Una location d’eccellenza dunque per la mostra di Marco D’Anna, intitolata Oltrereale, la realtà immaginata. Tanto per mettere subito le cose in chiaro, il catalogo della mostra presenta Villa Arconati (che per la prima volta in IV secoli ospita la fotografia!) sovrastata da una montagna innevata, qualcosa di davvero oltre il reale! Un progetto che l’artista luganese ha realizzato durante i lunghi mesi del lockdown. Da sempre innamorato dell’Engadina, D’Anna vi è tornato seguendo il ritmo delle stagioni e dunque sull’arco di parecchi mesi, cogliendovi la potenza e la spettacolarità delle vette che affascinarono R.M. Rilke e tra gli altri F. Nietzsche. Per superare il reale, è ricorso naturalmente alla tecnica digitale: «Sovrapponendo strutture di carta d’acquarello Fabriano – spiega – ho dato vita a immagini contemporanee che richiamano la tecnica pittorica del Divisionismo, ma in una nuova quanto composita e inedita visione di qualche luogo iconico dell’Alta Engadina. I paesaggi sono reali, ma allo stesso tempo immaginari: si tratta, come dire, di innesti. Siamo sì in Engadina, ma le vette sono immaginazione realistica, pura costruzione che cerca di avvicinarsi al Mito. La mia fotografia, come la memoria, è composta da frammenti in continuo mutamento. Ho cercato di fermare un’immagine composta da molti ricordi dello stesso luogo, apparentemente sempre uguali epperò, in fondo, sempre diversi. Immagini della montagna che rappresentano pure il vano tentativo di fermare il tempo per creare una memoria indissolubile». L’immagine che abbiamo scelto ne è un chiaro esempio.
Divisionismo fa quasi rima con Giovanni Segantini, l’esponente forse più importante dell’omonima corrente artistica. E non a caso la Mostra di Bollate si apre con Primavera, un trittico che non può che ricordare quello celeberrimo (Trittico delle Alpi: natura, vita e morte, riunito ed esposto per la prima volta a sud delle Alpi al LAC nel 2019) del pittore trentino che a St. Moritz e dintorni trovò la sua immortale fortuna artistica. Scenari immaginari tratti dal reale, che trasformano altresì una natura che dapprima accompagna benevolmente gli esseri umani, ma è tuttavia a volte in grado di farsi minacciosamente spettrale. Un excursus che D’Anna ci presenta con sbalzi di luce e cromatici, insoliti punti di vista (dal basso le vette sembrano ancora più imponenti), senza rinunciare talvolta a quel punctum tanto caro a Roland Barthes: un raggio di sole che raggiunge la cima della montagna squarciando la nuvolaglia; oppure le macchie rosse tra il biancore di un branco di pecore, dove il Divisionismo sembra lasciar spazio al Pointillisme, movimento pittorico che ebbe Georges Seurat quale suo profeta, ma affascinò anche il già citato Segantini. «Accanto a quest’ultimo – ci illumina Marco – non dobbiamo però dimenticare Arnold Böcklin, Caspar Wolf o Ferdinand Hodler: grazie alla loro poetica, ma chiamiamola pure mistica, hanno creato il mito della Montagna».

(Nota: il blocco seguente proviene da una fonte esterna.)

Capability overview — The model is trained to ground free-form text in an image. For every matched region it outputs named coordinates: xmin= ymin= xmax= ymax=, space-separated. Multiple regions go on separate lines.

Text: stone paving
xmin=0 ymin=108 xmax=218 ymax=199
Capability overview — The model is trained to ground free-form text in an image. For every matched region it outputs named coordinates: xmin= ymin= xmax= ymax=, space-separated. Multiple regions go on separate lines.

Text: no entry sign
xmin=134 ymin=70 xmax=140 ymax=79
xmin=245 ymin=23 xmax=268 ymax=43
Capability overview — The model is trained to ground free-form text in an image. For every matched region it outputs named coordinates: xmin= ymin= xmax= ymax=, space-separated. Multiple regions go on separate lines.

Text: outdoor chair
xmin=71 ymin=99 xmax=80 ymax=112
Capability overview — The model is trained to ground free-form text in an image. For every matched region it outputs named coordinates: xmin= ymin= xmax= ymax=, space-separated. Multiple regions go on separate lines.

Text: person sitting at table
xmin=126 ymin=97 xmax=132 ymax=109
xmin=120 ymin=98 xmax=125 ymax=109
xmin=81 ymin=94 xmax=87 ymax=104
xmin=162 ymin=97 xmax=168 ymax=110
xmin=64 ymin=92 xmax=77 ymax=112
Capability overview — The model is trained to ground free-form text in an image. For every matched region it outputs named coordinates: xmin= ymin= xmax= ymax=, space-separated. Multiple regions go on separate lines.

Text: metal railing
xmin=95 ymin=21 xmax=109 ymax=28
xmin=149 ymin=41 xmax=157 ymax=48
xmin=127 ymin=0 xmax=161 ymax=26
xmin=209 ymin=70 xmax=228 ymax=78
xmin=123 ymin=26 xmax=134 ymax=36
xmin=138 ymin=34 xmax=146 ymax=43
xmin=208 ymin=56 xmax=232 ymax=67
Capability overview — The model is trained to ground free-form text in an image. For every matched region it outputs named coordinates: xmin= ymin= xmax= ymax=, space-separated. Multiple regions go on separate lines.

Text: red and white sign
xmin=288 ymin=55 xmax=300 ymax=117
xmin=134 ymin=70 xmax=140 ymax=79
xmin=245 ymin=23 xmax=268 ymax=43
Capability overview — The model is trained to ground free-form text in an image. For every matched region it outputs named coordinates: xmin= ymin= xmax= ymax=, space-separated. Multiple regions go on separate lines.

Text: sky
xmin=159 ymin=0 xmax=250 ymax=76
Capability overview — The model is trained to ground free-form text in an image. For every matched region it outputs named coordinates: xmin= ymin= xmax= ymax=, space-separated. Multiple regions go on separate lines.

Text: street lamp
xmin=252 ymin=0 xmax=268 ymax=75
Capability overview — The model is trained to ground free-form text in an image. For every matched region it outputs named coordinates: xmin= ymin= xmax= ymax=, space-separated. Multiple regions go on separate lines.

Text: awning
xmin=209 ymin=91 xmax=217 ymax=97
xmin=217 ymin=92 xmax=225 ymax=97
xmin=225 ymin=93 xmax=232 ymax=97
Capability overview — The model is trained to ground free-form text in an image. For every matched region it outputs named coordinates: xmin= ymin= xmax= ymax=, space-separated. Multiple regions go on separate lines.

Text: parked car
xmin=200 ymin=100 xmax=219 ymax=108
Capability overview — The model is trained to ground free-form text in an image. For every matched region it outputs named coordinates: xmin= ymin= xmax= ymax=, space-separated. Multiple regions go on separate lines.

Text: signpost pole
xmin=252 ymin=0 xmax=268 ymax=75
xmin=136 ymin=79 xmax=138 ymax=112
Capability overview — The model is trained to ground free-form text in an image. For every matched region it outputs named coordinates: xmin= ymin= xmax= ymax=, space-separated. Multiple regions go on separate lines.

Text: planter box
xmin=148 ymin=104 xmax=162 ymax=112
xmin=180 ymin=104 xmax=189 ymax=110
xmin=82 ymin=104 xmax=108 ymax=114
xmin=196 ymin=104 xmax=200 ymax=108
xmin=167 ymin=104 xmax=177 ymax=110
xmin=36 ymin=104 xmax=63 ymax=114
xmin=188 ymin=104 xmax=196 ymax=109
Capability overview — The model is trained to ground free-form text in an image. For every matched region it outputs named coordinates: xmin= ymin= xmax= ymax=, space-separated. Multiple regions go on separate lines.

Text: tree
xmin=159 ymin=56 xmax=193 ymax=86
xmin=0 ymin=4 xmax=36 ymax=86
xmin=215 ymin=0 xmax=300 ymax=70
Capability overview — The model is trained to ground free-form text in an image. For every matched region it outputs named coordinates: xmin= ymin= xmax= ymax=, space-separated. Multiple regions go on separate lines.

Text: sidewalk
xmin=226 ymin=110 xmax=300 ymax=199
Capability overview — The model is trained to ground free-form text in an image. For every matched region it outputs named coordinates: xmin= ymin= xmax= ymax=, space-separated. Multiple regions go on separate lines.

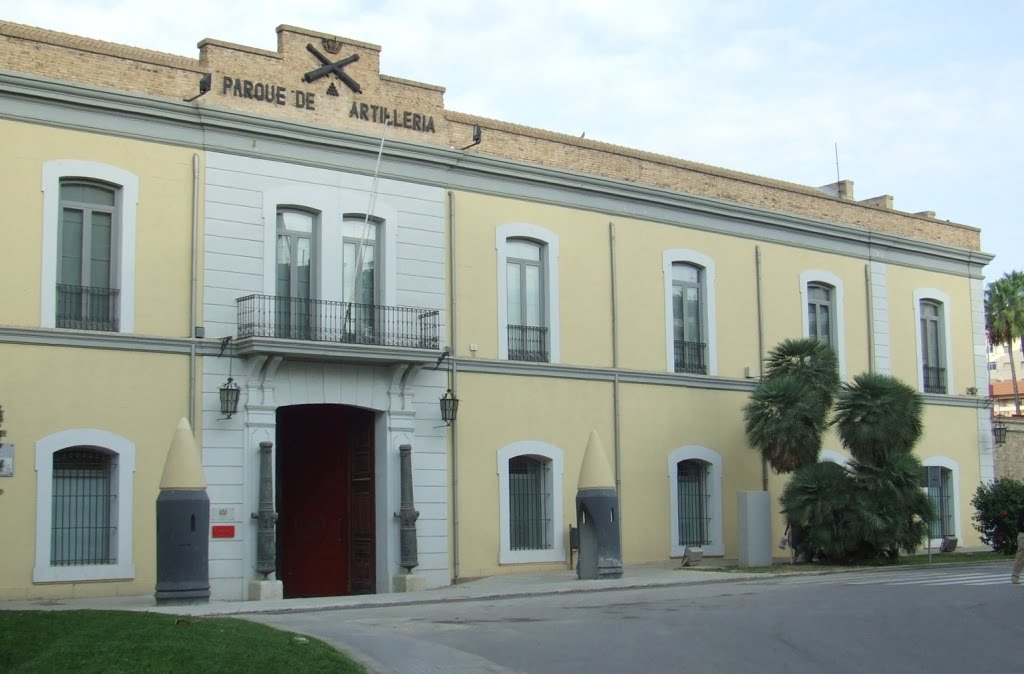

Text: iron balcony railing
xmin=923 ymin=365 xmax=947 ymax=394
xmin=56 ymin=284 xmax=120 ymax=332
xmin=508 ymin=324 xmax=549 ymax=362
xmin=236 ymin=294 xmax=439 ymax=349
xmin=674 ymin=339 xmax=707 ymax=375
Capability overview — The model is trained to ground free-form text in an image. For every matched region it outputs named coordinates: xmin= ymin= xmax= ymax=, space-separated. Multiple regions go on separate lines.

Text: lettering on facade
xmin=218 ymin=74 xmax=436 ymax=133
xmin=221 ymin=77 xmax=315 ymax=110
xmin=348 ymin=102 xmax=436 ymax=133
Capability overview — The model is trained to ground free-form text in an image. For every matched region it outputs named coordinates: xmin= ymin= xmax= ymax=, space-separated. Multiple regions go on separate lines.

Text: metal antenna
xmin=834 ymin=142 xmax=841 ymax=185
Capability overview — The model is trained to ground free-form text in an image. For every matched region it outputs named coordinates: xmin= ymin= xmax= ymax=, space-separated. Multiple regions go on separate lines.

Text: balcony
xmin=674 ymin=340 xmax=707 ymax=375
xmin=923 ymin=365 xmax=947 ymax=394
xmin=507 ymin=324 xmax=549 ymax=363
xmin=56 ymin=284 xmax=119 ymax=332
xmin=235 ymin=294 xmax=440 ymax=364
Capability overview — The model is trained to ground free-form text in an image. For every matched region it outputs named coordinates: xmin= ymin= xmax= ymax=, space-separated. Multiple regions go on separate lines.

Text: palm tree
xmin=832 ymin=373 xmax=923 ymax=464
xmin=744 ymin=338 xmax=839 ymax=473
xmin=986 ymin=272 xmax=1024 ymax=416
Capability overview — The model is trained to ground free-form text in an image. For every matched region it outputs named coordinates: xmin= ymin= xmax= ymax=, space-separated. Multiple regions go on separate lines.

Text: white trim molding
xmin=34 ymin=428 xmax=136 ymax=583
xmin=41 ymin=160 xmax=139 ymax=332
xmin=497 ymin=441 xmax=565 ymax=564
xmin=667 ymin=445 xmax=724 ymax=557
xmin=920 ymin=455 xmax=961 ymax=549
xmin=663 ymin=249 xmax=718 ymax=375
xmin=912 ymin=288 xmax=955 ymax=395
xmin=496 ymin=223 xmax=561 ymax=363
xmin=800 ymin=269 xmax=847 ymax=379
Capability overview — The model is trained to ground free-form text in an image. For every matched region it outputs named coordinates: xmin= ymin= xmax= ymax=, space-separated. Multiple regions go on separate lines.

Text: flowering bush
xmin=971 ymin=478 xmax=1024 ymax=554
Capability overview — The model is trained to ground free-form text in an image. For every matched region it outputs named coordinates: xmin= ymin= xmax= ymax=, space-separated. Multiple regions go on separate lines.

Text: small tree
xmin=744 ymin=339 xmax=839 ymax=473
xmin=986 ymin=271 xmax=1024 ymax=416
xmin=832 ymin=373 xmax=923 ymax=464
xmin=971 ymin=478 xmax=1024 ymax=554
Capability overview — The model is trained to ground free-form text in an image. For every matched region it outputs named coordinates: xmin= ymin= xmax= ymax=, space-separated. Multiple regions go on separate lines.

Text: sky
xmin=6 ymin=1 xmax=1022 ymax=284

Una fotografia, quella di D’Anna, che si stacca dal reale e ci interroga, rimettendo in gioco quello che diamo per acquisito, accentuando nel contempo il limite tra oggettivo e soggettivo: «Un modo per entrare nell’immaginario/fantastico della memoria e della visione, con un moto di gratitudine verso l’Arte che ci ha consentito di vedere il passato prima della scoperta della fotografia: la pittura».

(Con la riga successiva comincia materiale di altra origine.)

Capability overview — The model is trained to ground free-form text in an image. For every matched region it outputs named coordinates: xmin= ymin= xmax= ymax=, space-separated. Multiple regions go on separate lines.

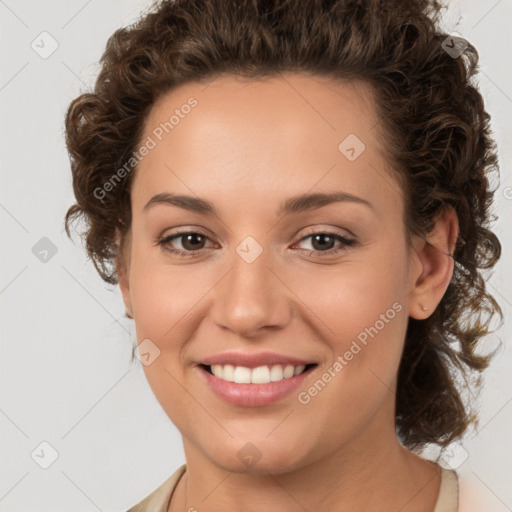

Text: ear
xmin=116 ymin=228 xmax=133 ymax=319
xmin=407 ymin=205 xmax=459 ymax=319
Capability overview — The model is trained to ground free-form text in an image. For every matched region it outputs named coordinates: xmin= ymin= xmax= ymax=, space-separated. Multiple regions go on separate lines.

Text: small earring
xmin=420 ymin=304 xmax=427 ymax=312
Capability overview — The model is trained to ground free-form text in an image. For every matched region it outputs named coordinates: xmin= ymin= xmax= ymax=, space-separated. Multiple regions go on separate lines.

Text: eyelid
xmin=156 ymin=228 xmax=216 ymax=248
xmin=156 ymin=225 xmax=358 ymax=258
xmin=292 ymin=229 xmax=357 ymax=253
xmin=158 ymin=225 xmax=355 ymax=245
xmin=297 ymin=225 xmax=355 ymax=239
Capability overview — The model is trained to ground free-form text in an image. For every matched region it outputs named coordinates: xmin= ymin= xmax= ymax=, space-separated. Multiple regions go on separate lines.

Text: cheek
xmin=127 ymin=244 xmax=199 ymax=422
xmin=291 ymin=271 xmax=408 ymax=447
xmin=286 ymin=235 xmax=409 ymax=337
xmin=128 ymin=242 xmax=201 ymax=335
xmin=287 ymin=237 xmax=409 ymax=395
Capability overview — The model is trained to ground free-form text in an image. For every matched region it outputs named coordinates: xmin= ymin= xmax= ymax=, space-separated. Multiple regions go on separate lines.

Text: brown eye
xmin=295 ymin=231 xmax=357 ymax=256
xmin=157 ymin=230 xmax=214 ymax=257
xmin=179 ymin=233 xmax=207 ymax=251
xmin=309 ymin=233 xmax=337 ymax=251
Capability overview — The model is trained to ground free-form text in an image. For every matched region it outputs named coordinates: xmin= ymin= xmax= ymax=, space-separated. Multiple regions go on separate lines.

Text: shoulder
xmin=435 ymin=466 xmax=498 ymax=511
xmin=126 ymin=464 xmax=187 ymax=512
xmin=434 ymin=468 xmax=458 ymax=512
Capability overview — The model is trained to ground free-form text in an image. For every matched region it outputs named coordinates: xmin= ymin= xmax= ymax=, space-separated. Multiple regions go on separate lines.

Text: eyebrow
xmin=143 ymin=191 xmax=374 ymax=217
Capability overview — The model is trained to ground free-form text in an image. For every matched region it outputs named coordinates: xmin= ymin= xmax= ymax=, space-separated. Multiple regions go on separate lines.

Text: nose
xmin=210 ymin=246 xmax=292 ymax=339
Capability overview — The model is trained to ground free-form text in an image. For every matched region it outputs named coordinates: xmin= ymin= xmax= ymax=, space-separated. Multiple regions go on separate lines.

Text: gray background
xmin=1 ymin=0 xmax=511 ymax=510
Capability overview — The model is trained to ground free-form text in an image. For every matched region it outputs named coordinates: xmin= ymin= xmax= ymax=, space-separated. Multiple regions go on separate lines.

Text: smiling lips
xmin=207 ymin=363 xmax=308 ymax=383
xmin=198 ymin=351 xmax=318 ymax=407
xmin=200 ymin=350 xmax=316 ymax=383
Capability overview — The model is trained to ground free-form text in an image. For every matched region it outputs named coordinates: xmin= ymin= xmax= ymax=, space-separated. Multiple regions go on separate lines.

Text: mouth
xmin=199 ymin=363 xmax=318 ymax=384
xmin=196 ymin=363 xmax=318 ymax=407
xmin=197 ymin=362 xmax=318 ymax=407
xmin=195 ymin=350 xmax=320 ymax=407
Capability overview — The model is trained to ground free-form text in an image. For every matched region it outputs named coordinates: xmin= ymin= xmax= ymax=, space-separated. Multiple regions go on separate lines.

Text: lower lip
xmin=197 ymin=365 xmax=317 ymax=407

Con le sue 34 immagini – sovente di grande formato – Marco D’Anna sembra rispolverare la vexata quaestio del rapporto tra arti figurative e fotografia mentre l’occhio del visitatore sarà appagato dalla bellezza e dal fascino estetico delle sue immagini, «che non conferiscono una valenza simbolica a questi paesaggi – scrive la curatrice Valeria Foglia nel catalogo che accompagna l’esposizione – e rinunciando a scopi narrativi e/o semantici sembra voler chiaramente estromettere tutti quegli elementi che potrebbero distogliere l’attenzione dello spettatore dalla potenza e dalla spettacolarità della Natura».